Wednesday, April 24, 2024

I could have watched an entire movie of the “Diamonds” scene that shows up about halfway through “Girlhood.” It’s so infectious and speaks so exuberantly to the film’s themes of friendship and female adolescence that even though I loved the film as a whole, that’s the scene I’ll remember and the one I’ve kept recalling since finishing the film. It begins with one character staring directly into the camera, breaking the fourth wall and lip-syncing until two other supporting characters walk into the frame. This all builds until our lead joins them, careless and youthful and singing with her friends as their voices begin to intercut with Rihanna’s, and we get a peek inside a moment of unrestrained freedom for these young women.

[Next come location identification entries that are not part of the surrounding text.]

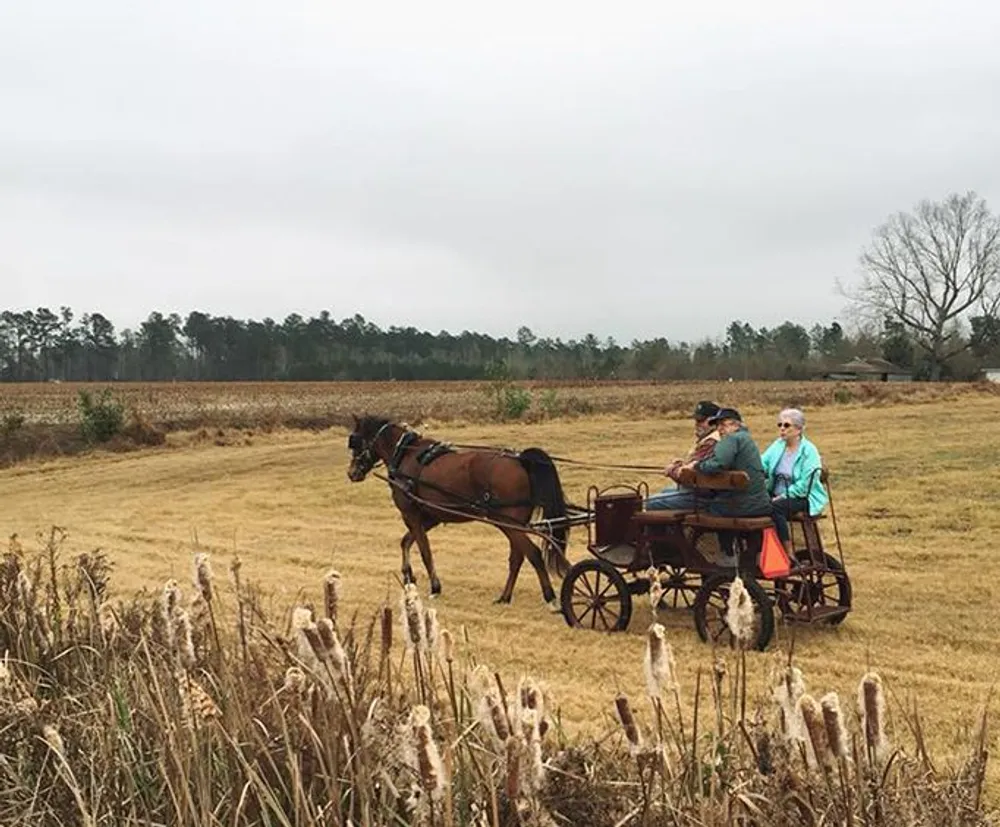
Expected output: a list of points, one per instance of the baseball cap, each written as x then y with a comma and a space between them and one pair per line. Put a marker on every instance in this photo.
705, 409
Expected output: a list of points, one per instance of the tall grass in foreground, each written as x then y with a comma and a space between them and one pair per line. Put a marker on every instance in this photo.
175, 708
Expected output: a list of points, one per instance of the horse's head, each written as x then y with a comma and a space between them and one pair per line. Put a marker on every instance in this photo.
363, 446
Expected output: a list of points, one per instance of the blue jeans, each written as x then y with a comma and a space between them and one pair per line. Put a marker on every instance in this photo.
671, 499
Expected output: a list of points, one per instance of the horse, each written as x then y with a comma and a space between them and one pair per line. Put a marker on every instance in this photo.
433, 483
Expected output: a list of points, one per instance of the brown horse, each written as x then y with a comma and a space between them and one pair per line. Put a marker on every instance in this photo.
496, 485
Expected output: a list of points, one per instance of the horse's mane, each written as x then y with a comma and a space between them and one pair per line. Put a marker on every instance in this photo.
370, 424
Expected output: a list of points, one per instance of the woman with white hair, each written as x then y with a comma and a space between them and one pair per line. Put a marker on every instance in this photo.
792, 464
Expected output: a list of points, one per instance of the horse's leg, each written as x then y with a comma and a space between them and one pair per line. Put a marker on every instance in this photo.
405, 544
514, 562
420, 535
534, 555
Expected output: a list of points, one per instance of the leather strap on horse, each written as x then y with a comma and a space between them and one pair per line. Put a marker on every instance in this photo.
525, 527
566, 460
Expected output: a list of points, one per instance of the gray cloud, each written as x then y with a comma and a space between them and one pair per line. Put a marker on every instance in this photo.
577, 169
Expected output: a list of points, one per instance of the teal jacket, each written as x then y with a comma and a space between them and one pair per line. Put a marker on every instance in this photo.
805, 480
738, 452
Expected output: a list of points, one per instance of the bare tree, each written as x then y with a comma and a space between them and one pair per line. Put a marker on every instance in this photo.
929, 270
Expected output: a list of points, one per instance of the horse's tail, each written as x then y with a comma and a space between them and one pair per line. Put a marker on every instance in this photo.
546, 491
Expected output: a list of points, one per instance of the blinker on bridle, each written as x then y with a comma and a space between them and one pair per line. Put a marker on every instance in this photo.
363, 451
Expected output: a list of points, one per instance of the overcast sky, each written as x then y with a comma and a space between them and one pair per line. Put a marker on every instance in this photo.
627, 169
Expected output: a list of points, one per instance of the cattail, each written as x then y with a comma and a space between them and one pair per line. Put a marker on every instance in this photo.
513, 785
197, 706
6, 678
414, 632
386, 629
787, 694
301, 617
54, 740
629, 724
334, 650
311, 634
295, 681
532, 769
496, 716
331, 593
431, 629
448, 645
659, 662
108, 621
655, 588
872, 706
203, 576
836, 734
183, 638
428, 756
532, 697
25, 588
27, 706
171, 600
739, 612
812, 717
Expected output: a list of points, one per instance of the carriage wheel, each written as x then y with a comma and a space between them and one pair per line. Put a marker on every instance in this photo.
595, 596
680, 587
710, 612
812, 594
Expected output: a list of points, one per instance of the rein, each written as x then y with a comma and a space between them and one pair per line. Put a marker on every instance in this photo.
567, 460
525, 527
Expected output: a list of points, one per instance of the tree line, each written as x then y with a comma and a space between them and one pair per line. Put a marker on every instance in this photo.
41, 345
928, 301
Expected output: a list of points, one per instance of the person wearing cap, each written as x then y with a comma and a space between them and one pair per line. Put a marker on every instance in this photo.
735, 451
706, 436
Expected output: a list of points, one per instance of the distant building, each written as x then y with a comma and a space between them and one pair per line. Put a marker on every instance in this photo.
870, 370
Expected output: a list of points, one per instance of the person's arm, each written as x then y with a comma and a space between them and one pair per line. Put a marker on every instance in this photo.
809, 471
722, 457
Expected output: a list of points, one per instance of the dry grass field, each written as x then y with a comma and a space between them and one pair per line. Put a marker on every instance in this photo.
915, 486
187, 405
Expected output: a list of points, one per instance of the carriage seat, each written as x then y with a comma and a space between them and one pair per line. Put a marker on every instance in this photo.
666, 517
717, 523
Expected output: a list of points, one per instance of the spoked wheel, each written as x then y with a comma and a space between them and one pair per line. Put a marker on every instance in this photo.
710, 613
822, 596
680, 587
595, 596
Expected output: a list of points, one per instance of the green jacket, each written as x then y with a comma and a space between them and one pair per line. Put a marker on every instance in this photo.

050715i Local Focus GirlhoodIt’s one of the few moments where our lead Marieme (Karidja Touré) gets to act her age and let go of the weight of her real-world burdens. Marieme lives in an abusive home where her mother is rarely around and she must look over her two younger sisters, shielding them from her violent older brother. She’s stuck in a dead-end situation with little educational or career opportunities and lives in a neighborhood where men’s opinions are the law of the land. One day Marieme comes across three free-spirited, beautiful girls. Our lead latches on and joins in with them. They welcome her into a life of petty crime and violence, and as she becomes more entranced by them she grows into herself, creating a more demanding persona than the playful and shy character we began with. The scenes of violence – such as a raw showdown between Marieme and an opposing group leader – juxtaposed with youthful activities playing mini golf or splashing around in a water fountain reminds us how quickly these girls are forced to grow up.

Touré is quietly moving in the film and each of the four girls, all newcomers, deliver charming performances. Assa Sylla as Lady is a highlight, gifted with a fantastic screen presence and captivating to the point where I could have watched an entire second film dedicated to her point of view. All of these characters have stories worth telling.

Written and directed by Céline Sciamma (she also did the fantastic 2011 “Tomboy”), the script of “Girlhood” is littered with moments of remarkable female agency. Girls are the film’s focus, and she celebrates them. The opening moments, in which girls walk onto a football stadium and fight and play and vocalize their excitement, is self-indulgent – but so celebratory it hardly matters. A scene in the middle of the film where our lead explores her sexuality with her boyfriend and turns a classic power complex on its head is equally riveting, allowing the rare female gaze to take place in the film. The message is clear: This is a story about women and how they love and how they fight and the friendships they make.

https://www.youtube.com/watch?v=NsBRg2fs_3U

The comparison to Richard Linklater’s “Boyhood” is almost too easy to make. If anything, “Girlhood” is more refreshing because of how seldom we see a female’s perspective in film so intimately and honestly, privy to moments of joy such as the “Diamonds” sequence as well as moments of fear. Coming-of-age stories with a male lead are common in film – as is the male point of view, period, and “Girlhood” displays a female perspective proudly in a familiar genre.

Sciamma and cinematographer Crystel Fournier shot the film in tight and personal shots, so Marieme’s on the inside looking out, either in the foreground with the landscape of her city obscured behind her or blurred as the city comes into sharper contrast and overwhelms the screen. She’s stuck, this much is obvious, and never more so than when we see what she so desperately wants. Take a scene that lingers on Marieme’s face as she shares a bed with her three friends after a night of freedom, peaceful and content, then a moment where she is at home as her brother lies on the couch behind her with a threatening arm around her neck. Marieme’s home is in shambles and she’s trying to find a purpose, a sense of self and a makeshift family elsewhere.

“Girlhood” sticks – it’s a moving film and does little to sugarcoat the situations these girls are in, especially Marieme, but it never gets bleak. Like Sciamma’s “Tomboy,” which looked delicately at gender identity in childhood, “Girlhood” manages to keep an edge of hope even when the hurdles placed in front of the characters seem impossible to overcome.